Stevia (rebaudiana) is a plant native to South and Central America that belongs to the sunflower family (Asteraceae). Altogether there are 240 species of the Stevia plant in the world. It has been used as an alternative to sugar by the population of Paraguay and Brazil for about 500 years because the extract of the plant is up to 300 times sweeter than sugar.
In other words, you only need one or two leaves of it, to sweeten one cup of strong coffee or tea.
There are no really confirmed negative Stevia side effects for humans. However, Stevia is forbidden as a food additive in the European Union and some other countries, because many people say that there are still not enough confirmed studies confirming that Stevia is not harmful in any way.

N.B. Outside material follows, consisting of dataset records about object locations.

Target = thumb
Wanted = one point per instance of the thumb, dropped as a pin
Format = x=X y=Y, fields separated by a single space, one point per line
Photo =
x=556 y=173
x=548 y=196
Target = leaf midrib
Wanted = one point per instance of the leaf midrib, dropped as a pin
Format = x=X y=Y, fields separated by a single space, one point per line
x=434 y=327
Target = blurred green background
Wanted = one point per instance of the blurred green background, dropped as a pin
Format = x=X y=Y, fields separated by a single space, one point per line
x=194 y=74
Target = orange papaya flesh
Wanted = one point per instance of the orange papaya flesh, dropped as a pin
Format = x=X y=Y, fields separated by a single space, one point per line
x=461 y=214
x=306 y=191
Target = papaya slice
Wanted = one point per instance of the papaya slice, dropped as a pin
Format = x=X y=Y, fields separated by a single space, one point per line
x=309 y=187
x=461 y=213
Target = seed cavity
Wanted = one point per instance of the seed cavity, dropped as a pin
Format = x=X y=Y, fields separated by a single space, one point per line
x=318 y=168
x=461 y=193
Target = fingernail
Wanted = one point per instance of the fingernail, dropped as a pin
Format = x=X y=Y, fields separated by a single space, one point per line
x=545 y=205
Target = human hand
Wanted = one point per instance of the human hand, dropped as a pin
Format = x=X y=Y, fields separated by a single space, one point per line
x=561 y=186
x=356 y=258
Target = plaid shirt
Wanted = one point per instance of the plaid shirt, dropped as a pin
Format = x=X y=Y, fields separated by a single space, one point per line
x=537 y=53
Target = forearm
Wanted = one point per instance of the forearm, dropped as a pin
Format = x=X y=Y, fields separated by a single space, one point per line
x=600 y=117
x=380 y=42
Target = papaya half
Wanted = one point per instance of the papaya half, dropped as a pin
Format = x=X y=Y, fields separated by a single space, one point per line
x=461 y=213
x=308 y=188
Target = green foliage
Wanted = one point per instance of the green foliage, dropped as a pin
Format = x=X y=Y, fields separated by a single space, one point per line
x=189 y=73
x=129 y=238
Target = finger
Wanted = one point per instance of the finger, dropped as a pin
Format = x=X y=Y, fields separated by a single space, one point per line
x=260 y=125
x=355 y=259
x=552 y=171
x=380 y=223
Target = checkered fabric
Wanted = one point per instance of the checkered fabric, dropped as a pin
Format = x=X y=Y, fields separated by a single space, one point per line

In addition the lack of affirmative evidence, there have actually been several experiments with rats and similar animals that showed a toxic reaction to Stevia, particularly in male rats. The results weren’t dramatic, but they were certainly strong enough to wake some concerns. Now, that being said, these studies have been highly criticized on procedural grounds. AKA: The way the data was handled was misleading;
In these studies the dose of Steviol – The substance in Stevia that people worry about- was WAY too high. They gave the rats an amount of concentrated Steviol equal to if a human ate half of his weight in Stevia leafs every day. With that much of a chemical, even sugar would be dangerous! If you calculate the daily consumption of Stevia to replace the average daily sugar consumption, a human would eat 4 gram of Stevia leafs – Not nearly half the weight of a human body.
Stevia has been a healing plant and a sweetener for the Indigo people for hundreds of years and has been used in Japan and Brazil to sweeten lolly pop candies, coke drinks and many other foods for about 30 years so far. The USA allows “Reb A” (a sweetener made of stevia) since 2008 as food additive.
So after all these studies, no REAL negative Stevia side effects have been seen yet. This is an additional sign that there are just no bad effects from Stevia on humans. Of course, optimally there would be more studies in progress, but the problem is, as always, the money.
Who’s going to pay for these experiments?
The sugar industry, which could be a possible sponsor, is afraid of Stevia killing their business, so of course they’re not funding it. Maybe if they could see the potential of the ‘sweet leaf’ (the nickname Stevia has earned for itself), someone would take action.
Additionally the World Health Organistation (WHO) published a report in 2006 which says: ”Stevioside and Rebaudioside A are not genotoxic in vitro or in vivo and that the genotoxicity of Steviol and some of its oxidative derivatives in vitro is not expressed in vivo.” In 2008 the Food and Drug Administration of the USA (FDA) classified Truvia (by Coca-Cola) and PureVia (by PepsiCO) – both substances based on Stevia – to GRAS, Generally Recognized as Safe.
Update: The European Food Safety Authority (EFSA) sent a report about the at least healthy daily dose of steviol glycosides to the European Comission in April 2010. So we can expect a decision about the approval of stevia as a food additive soon.
Stevia has been recognized for hundreds of years by tribes in South America. In this time it has not only been used as sweetener but as a healing plant and healthy food additive as well.
Unlike artificial sweeteners like aspartame, Stevia is said to have no bad effects on the insulin balancing process of the human body. Instead, as the report of the WHO mentioned above says it has a negligible effect on blood glucose and could even enhance glucose tolerance. That makes it not only a good natural sweetener for diabetics, but for everyone who wants a healthy blood sugar.
Sugar is well known to be extremely calorie intensive, however, Stevia contains no calories. Yet Stevia is still 300 times sweeter AND it’s good for your teeth and – Stevia is effective against cavities and dental plaque. Other experiments and researches found some positive Stevia side effects on obesity and high blood pressure.
All this makes the ‘sweet leaf’ a natural and healthy alternative to sugar and synthetically produced sweeteners. You can use it for cooking and baking as it’s highly heat-resistant and perfectly water soluble, making it a perfect sugar substitute.